EM : En quelques années, le concept d'économie circulaire a connu une extraordinaire appropriation. Comment le définiriez-vous ? J-CL et VA : Nous sommes partis de l'examen de dizaines d'études de cas avant d'aboutir à une p ro p o s i tion de définition. L'économie circulaire est, pour nous, un principe organisateur, dont la forme ne doit pas être figée, qui vise trois objectifs : le découplage entre activité économique et quantité de matières premières extraites, la décarbonatation, les circuits courts. On a besoin à ce stade d'un vocabulaire partagé et clair, soignant la sémantique. Mal définie, l'économie circulaire pourra en effet vite glisser vers une commodité de langage, un fourretout vide de sens. Pour le reste, les outils existent. On a toutes les cartes en main avec les approches d'écoconception, d'économie industrielle, d'économie d'usage, de recyclage, etc. ainsi qu'avec les démarches d'Agenda 21, d'écoquartiers, d'écovilles, de consommation collaborative, de zéro déchet, etc. Il reste à établir une règle du jeu, c'est-à-dire une stratégie organisationnelle qui connecte ces éléments. Pour cela, pas de modèle, mais on peut sans doute dégager des lignes directrices, un canevas à décliner selon les territoires.
EM : En quoi l'inscription de la démarche dans le territoire est-elle capitale ?
J-CL et VA : L'économie circulaire, comme le développement durable, n'existe pas hors-sol. Il y a une certaine polarisation du concept sur le cercle économique, mais la question fondamentale est celle de l'organisation mise en place par les collectivités, planificatrices et gestionnaires du territoire. Bien sûr, comme il s'agit de fédérer les acteurs, des gouvernances adaptées sont à créer. Il faut aussi coordonner les niveaux d'organisation, qui sont enchevêtrés, tant en termes de millefeuille territorial, que spatialement, entre intercommunalités voisines par exemple. Aucun échelon territorial n'incarne plus qu'un autre un rôle de chef de file : chacun peut agir à son échelle et selon ses compétences. Toutefois, seules les collectivités ayant la maîtrise du foncier sont un bon territoire d'organisation. Les autres ont à remplir un rôle différent, en soutien, par l'orientation de leurs politiques publiques.

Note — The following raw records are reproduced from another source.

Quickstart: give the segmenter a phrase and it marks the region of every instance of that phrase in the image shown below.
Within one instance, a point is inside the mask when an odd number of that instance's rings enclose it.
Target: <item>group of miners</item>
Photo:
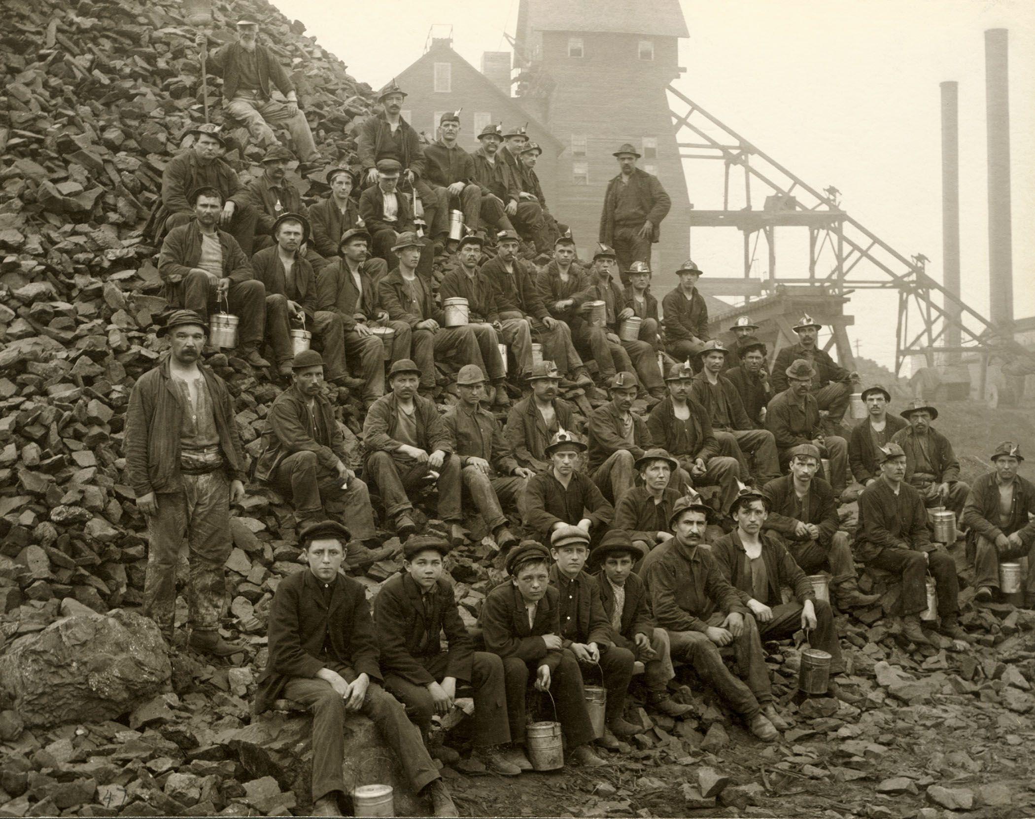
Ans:
[[[216,656],[239,653],[219,622],[230,507],[245,497],[248,459],[228,385],[204,363],[216,311],[237,317],[240,358],[269,368],[265,347],[290,379],[266,412],[253,478],[290,499],[306,567],[273,596],[256,710],[287,699],[313,711],[316,815],[341,815],[343,723],[361,711],[435,814],[455,816],[433,759],[448,761],[450,750],[430,744],[430,729],[461,691],[474,699],[469,764],[504,776],[532,767],[528,708],[544,705],[534,692],[551,695],[566,759],[599,765],[594,745],[618,750],[643,730],[626,719],[634,673],[651,708],[674,719],[691,710],[672,697],[676,664],[692,666],[756,737],[773,741],[787,723],[763,639],[808,630],[810,645],[831,655],[828,695],[851,699],[834,680],[845,666],[831,603],[846,611],[878,602],[860,587],[856,560],[900,578],[908,641],[930,642],[928,628],[969,639],[956,563],[949,545],[931,538],[931,507],[953,513],[967,531],[978,602],[999,594],[1001,562],[1026,556],[1026,603],[1035,606],[1035,486],[1017,474],[1018,445],[1001,444],[994,470],[969,487],[931,426],[937,409],[915,401],[896,416],[882,386],[862,391],[866,417],[846,440],[841,419],[858,377],[819,346],[819,323],[801,317],[798,343],[778,351],[770,375],[748,317],[724,343],[710,337],[692,262],[678,269],[659,315],[650,244],[669,202],[635,167],[631,145],[616,152],[620,173],[588,265],[541,188],[527,189],[530,180],[538,188],[538,148],[523,128],[485,128],[471,155],[456,144],[459,116],[447,113],[439,139],[422,145],[401,117],[405,93],[394,83],[379,97],[383,113],[359,129],[360,171],[330,169],[328,197],[306,211],[286,181],[295,157],[270,123],[288,125],[304,168],[318,167],[319,154],[257,28],[240,21],[238,40],[213,59],[228,113],[269,145],[263,174],[242,185],[219,158],[225,137],[214,125],[195,128],[193,147],[166,168],[155,225],[172,308],[159,330],[169,353],[134,385],[125,457],[148,522],[147,614],[170,645],[182,645],[174,614],[185,540],[187,642]],[[271,84],[286,101],[271,98]],[[468,227],[454,241],[450,209]],[[523,242],[541,265],[521,258]],[[448,269],[436,284],[433,264],[443,256]],[[445,298],[467,300],[468,323],[447,326]],[[632,317],[634,339],[622,331]],[[300,327],[322,352],[293,353],[291,330]],[[444,413],[435,402],[440,370],[454,372]],[[364,403],[358,460],[325,382]],[[608,398],[584,428],[559,397],[579,388]],[[512,406],[511,392],[521,393]],[[633,411],[638,401],[646,418]],[[494,410],[506,411],[505,423]],[[707,487],[715,488],[710,500],[698,491]],[[417,511],[428,490],[444,531],[428,530]],[[853,539],[838,505],[856,496]],[[473,632],[447,571],[467,534],[465,498],[508,578],[485,596]],[[389,528],[398,547],[382,543]],[[400,549],[403,571],[372,609],[343,569]],[[830,603],[809,579],[824,572]],[[938,619],[921,620],[928,574]],[[607,692],[602,729],[587,706],[590,681]]]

EM : Pourquoi parlez-vous d'une « hypothèse » de l'économie circulaire et insistez-vous sur le besoin d'évaluation ?
J-CL et VA : Même si beaucoup d'expériences concrètes existent, en France et à l'étranger, personne n'est pour l'instant en capacité d'en faire une analyse précise. Car on ne sait pas quantifier les effets imputables à ces démarches et à elles seules (bilans matière, financier, emploi), ni évaluer le degré de circularité d'un système économique. II est donc nécessaire d'inventer des indicateurs pour mesurer les bénéfices économiques et scientifiques avérés de l'économie circulaire. C'est indispensable pour valider l'intuition que l'on a de l'intérêt de la démarche.